Here is a set of graphs for one of the 5-year model runs for this lower air temperature, also demonstrating how the lower air temperature pulls down the ocean surface temperature:
Figure 8 – Click for a larger image
The first graph shows how the average daily temperature changes over the full time period – making it easy to see equilibrium being reached. The second graph shows the hourly average temperature change for the last 5 days. The last graph shows the heat which is either absorbed or released within the ocean in temperature changes. As zero is reached it means the ocean is not heating up or cooling down.
Inaccuracies in the Model
We can write a lot on the all the inaccuracies in the model. It’s a very rudimentary model. In the real world the hotter tropical / sub-tropical oceans transfer heat to higher latitudes and to the poles. So does the atmosphere. A 1-d model is very unrealistic.
The emissivity and absorptivity of the ocean are set to 1, there are no ocean currents, the atmosphere doesn’t heat up and cool down with the ocean surface, the solar radiation value doesn’t change through the year, the top layer was 5mm not 1μm, the cooler skin layer was not modeled, a number of isothermal layers is unphysical compared with the real ocean of continuously varying temperatures..
However, what a nice simple model tells us is how energy only absorbed in the top few microns of the ocean can affect the temperature of the ocean much lower down.
“It’s obvious“, I could say.
My model could be wrong – for example, just a mistake which means it doesn’t operate how I have described it.
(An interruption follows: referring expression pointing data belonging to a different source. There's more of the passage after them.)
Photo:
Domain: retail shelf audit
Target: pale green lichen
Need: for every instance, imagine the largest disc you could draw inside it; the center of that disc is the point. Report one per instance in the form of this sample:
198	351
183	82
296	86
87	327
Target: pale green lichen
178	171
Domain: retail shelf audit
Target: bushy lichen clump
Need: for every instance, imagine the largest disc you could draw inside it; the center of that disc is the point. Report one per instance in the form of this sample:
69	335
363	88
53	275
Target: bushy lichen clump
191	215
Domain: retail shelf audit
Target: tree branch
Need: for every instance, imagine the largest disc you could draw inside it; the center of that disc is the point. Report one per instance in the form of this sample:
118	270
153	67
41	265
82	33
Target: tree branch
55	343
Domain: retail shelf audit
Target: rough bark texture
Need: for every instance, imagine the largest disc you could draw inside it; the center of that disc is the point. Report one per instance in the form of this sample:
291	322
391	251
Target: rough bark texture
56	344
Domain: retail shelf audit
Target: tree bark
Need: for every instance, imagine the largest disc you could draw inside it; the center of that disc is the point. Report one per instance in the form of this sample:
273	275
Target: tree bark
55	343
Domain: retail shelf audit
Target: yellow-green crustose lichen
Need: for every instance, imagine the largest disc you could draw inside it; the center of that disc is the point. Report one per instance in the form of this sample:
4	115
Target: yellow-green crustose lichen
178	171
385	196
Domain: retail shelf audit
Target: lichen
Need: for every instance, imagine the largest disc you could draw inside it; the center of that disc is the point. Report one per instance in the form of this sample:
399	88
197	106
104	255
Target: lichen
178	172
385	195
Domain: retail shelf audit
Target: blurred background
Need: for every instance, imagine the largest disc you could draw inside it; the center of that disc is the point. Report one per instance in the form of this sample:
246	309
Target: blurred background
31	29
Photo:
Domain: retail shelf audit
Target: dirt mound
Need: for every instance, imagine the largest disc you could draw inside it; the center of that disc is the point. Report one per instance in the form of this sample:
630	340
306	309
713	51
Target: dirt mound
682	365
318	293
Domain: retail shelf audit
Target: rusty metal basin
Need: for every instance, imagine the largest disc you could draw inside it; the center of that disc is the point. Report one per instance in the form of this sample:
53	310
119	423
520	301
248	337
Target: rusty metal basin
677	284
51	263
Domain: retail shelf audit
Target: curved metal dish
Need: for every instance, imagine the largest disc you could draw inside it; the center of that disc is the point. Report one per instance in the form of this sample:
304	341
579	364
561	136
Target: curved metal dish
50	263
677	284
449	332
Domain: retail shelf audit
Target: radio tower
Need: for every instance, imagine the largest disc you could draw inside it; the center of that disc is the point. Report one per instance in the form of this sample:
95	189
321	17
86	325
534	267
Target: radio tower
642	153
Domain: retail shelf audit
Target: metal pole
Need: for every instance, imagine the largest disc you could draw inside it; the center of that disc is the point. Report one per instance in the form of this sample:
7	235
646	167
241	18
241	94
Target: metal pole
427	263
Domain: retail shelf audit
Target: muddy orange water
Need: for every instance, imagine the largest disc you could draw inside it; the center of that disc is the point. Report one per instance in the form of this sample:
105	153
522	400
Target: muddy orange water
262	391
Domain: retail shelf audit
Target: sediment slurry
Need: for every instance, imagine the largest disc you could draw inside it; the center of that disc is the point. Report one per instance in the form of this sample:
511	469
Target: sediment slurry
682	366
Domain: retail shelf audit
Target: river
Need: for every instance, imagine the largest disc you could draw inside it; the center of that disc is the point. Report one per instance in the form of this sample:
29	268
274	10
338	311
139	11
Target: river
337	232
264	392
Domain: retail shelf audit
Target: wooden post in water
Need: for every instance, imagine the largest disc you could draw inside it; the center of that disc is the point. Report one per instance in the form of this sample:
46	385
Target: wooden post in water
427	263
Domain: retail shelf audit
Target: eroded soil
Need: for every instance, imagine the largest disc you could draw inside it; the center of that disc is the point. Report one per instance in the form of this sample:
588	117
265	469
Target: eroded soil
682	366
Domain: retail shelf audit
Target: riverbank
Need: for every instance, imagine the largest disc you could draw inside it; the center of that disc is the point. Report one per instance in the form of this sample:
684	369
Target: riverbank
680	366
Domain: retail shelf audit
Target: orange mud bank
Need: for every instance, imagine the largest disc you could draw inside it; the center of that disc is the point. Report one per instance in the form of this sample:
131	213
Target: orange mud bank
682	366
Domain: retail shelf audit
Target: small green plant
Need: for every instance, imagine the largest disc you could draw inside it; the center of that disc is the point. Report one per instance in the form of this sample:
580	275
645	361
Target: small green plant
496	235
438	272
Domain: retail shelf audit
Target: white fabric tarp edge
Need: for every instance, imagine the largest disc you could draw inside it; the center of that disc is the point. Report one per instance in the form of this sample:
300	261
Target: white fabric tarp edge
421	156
The many simplifications of the model might hide some real world physics effect which means that Hypothesis C is actually less likely than Hypothesis B.
However, if the model doesn’t contain mistakes, at least I have provided more support for Hypothesis C – that the back radiation absorbed in the very surface of the ocean can change the temperature of the ocean below, and demonstrated that Hypothesis B is less likely.
I look forward to advocates of Hypothesis B putting forward their best arguments.
Update – Code files saved here
Note 1 – To avoid upsetting the purists, when we say “does back-radiation heat the ocean?” what we mean is, “does back-radiation affect the temperature of the ocean?”
Some people get upset if we use the term heat, and object that heat is the net of the two way process of energy exchange. It’s not too important for most of us. I only mention it to make it clear that if the colder atmosphere transfers energy to the ocean then more energy goes in the reverse direction.
It is a dull point.
Note 2 – Some people think that back radiation can’t occur at all, and others think that it can’t affect the temperature of the surface for reasons that are a confused mangle of the second law of thermodynamics. See Science Roads Less Travelled and especially Amazing Things we Find in Textbooks – The Real Second Law , The Real Second Law of Thermodynamics and The Three Body Problem. And for real measurements of back radiation, see The Amazing Case of “Back Radiation” -Part One.
Note 3 – If we change the peak solar radiation from 600 to 610, this is the peak value and only provides an increase for 12 out of 24 hours. By contrast, back radiation is a 24 hour a day value. How much do we have to change the average DLR value to provide an equivalent amount of energy over 24 hours?
If we integrate the solar radiation for the before and after cases we find the relationship between the value for the peak of the solar radiation and the average of the back radiation = π (3.14159). So if the DLR increase = 10, the peak solar increase to match = 10 x π = 31.4159; and if the solar peak increase = 10, the DLR increase to match = 10/π = 3.1831.
If anyone would like this demonstrated further please ask and I will update in the comments. I’m sure I could have made this easier to understand than I actually have (haven’t).